Kimse rahat olmasın. Onlar sizin çocuklarınız, bu ülkenin çocukları. Yarın hanginizin olacağı belli olmayan çocuklar. Duymadan, görmeden, bir şeyler yapmadan yapanları, çalışanları suçlayarak kurtulamazsınız. Günlerdir çeşitli nedenlerle basına getirilen kız çocukları var. Resimlenen, görüntüleri çekilen, tutuklanan… Yakalandıklarında, korunmaya çalıştıkları kurumdan kötü muameleden kaçtıklarını söyleyen, kim olduklarıyla ilgilenmediğiniz çocuklar.

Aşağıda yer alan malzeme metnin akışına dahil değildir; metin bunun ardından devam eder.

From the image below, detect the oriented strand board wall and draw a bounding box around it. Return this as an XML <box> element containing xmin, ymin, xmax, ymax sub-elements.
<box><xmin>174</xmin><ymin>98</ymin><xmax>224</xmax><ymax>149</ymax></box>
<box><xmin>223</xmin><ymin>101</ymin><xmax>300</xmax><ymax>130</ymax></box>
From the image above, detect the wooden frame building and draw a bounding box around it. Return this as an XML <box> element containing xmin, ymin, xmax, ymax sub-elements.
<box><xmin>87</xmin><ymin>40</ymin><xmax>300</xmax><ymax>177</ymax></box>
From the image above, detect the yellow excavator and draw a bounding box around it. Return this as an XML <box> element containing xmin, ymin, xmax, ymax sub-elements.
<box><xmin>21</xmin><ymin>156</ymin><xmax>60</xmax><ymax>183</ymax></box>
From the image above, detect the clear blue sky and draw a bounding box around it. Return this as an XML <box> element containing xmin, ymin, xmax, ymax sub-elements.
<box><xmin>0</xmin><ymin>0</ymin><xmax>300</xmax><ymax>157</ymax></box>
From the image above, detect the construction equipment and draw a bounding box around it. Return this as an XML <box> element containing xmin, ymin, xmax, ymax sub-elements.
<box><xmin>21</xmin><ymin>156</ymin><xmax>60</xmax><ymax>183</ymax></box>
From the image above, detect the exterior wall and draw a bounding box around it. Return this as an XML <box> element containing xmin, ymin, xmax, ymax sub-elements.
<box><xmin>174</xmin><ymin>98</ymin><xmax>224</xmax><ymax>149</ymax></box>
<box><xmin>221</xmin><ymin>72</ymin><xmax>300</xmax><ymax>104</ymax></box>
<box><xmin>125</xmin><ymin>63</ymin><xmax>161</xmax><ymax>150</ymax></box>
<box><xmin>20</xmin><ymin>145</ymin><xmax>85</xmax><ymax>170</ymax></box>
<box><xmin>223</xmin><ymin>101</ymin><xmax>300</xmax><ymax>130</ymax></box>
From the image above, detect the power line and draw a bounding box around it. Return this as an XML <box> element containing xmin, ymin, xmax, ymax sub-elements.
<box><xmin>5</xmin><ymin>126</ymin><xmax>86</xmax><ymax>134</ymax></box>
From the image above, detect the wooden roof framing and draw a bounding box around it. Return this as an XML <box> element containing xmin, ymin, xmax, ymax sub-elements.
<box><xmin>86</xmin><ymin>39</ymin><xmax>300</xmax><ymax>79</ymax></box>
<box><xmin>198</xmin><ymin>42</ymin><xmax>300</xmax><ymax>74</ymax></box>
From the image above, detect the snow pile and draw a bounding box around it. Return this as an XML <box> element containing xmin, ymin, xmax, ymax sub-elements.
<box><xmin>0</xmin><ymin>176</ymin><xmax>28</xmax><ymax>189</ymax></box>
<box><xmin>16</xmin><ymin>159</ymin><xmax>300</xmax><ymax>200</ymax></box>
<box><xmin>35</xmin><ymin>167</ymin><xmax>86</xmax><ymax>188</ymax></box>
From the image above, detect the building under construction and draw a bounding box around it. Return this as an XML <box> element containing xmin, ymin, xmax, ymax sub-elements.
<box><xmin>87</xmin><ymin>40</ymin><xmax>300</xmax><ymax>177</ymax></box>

Niçin o kurumdalar, o kuruma gelmeden ne yaparlardı, nasıl yaşarlardı sormadığımız çocuklar. Anlattıklarını dinlerken, bazılarının zekâ düzeylerinin düşük olduğuna, bazılarının ruhsal sorunları olduğuna ama hepsinin çaresiz ve yıllardır uğradıkları muamele nedeniyle kimseye güvenmeyen, anı değerlendirip ne pahasına olursa olsun ayakta kalmaya çalışan çocuklar olduklarına hiç dikkat etmediğimiz çocuklar. Onların hepsi Swiss Otel’de düğün aşamasına gelemiyor, onların hepsi sizin objektiflerinize takılamıyor, onların hepsi başka çıkarlar uğuruna haber olsunlar diye öne sürülmüyor. Ama onlar varlar. Devlet kurumları, bir avuç gönüllü idealist onları korumaya ve sayılarını azaltmaya yetmiyor. Sizin hiç görmediğiniz, duymadığınız görmek de istemediğiniz bazılarını, o bir avuç insan büyük çabalarla okullara yolladı, iş sahibi yaptı. Onları da görmediniz. Siz görmedikçe, görmemekte direndikçe, bir şeyler yapıp, o bir avuç insana katılmadıkça, aksine yapılanları belki de fark etmeden yok etmeye çalıştıkça daha çok Swiss Otel düğünü olacak. Daha çok çocuk bedene kadın ruhu, suçlu ruhu, mafya ruhu yerleştirilecek. Geç olmadan gözünüzü, kulağınızı ve kalplerinizi açın. Açın ki bir gün gördüğünüz kendi çocuğunuz olmasın. Duyun ki bir gün okuduğunuz sizin geleceğiniz olmasın.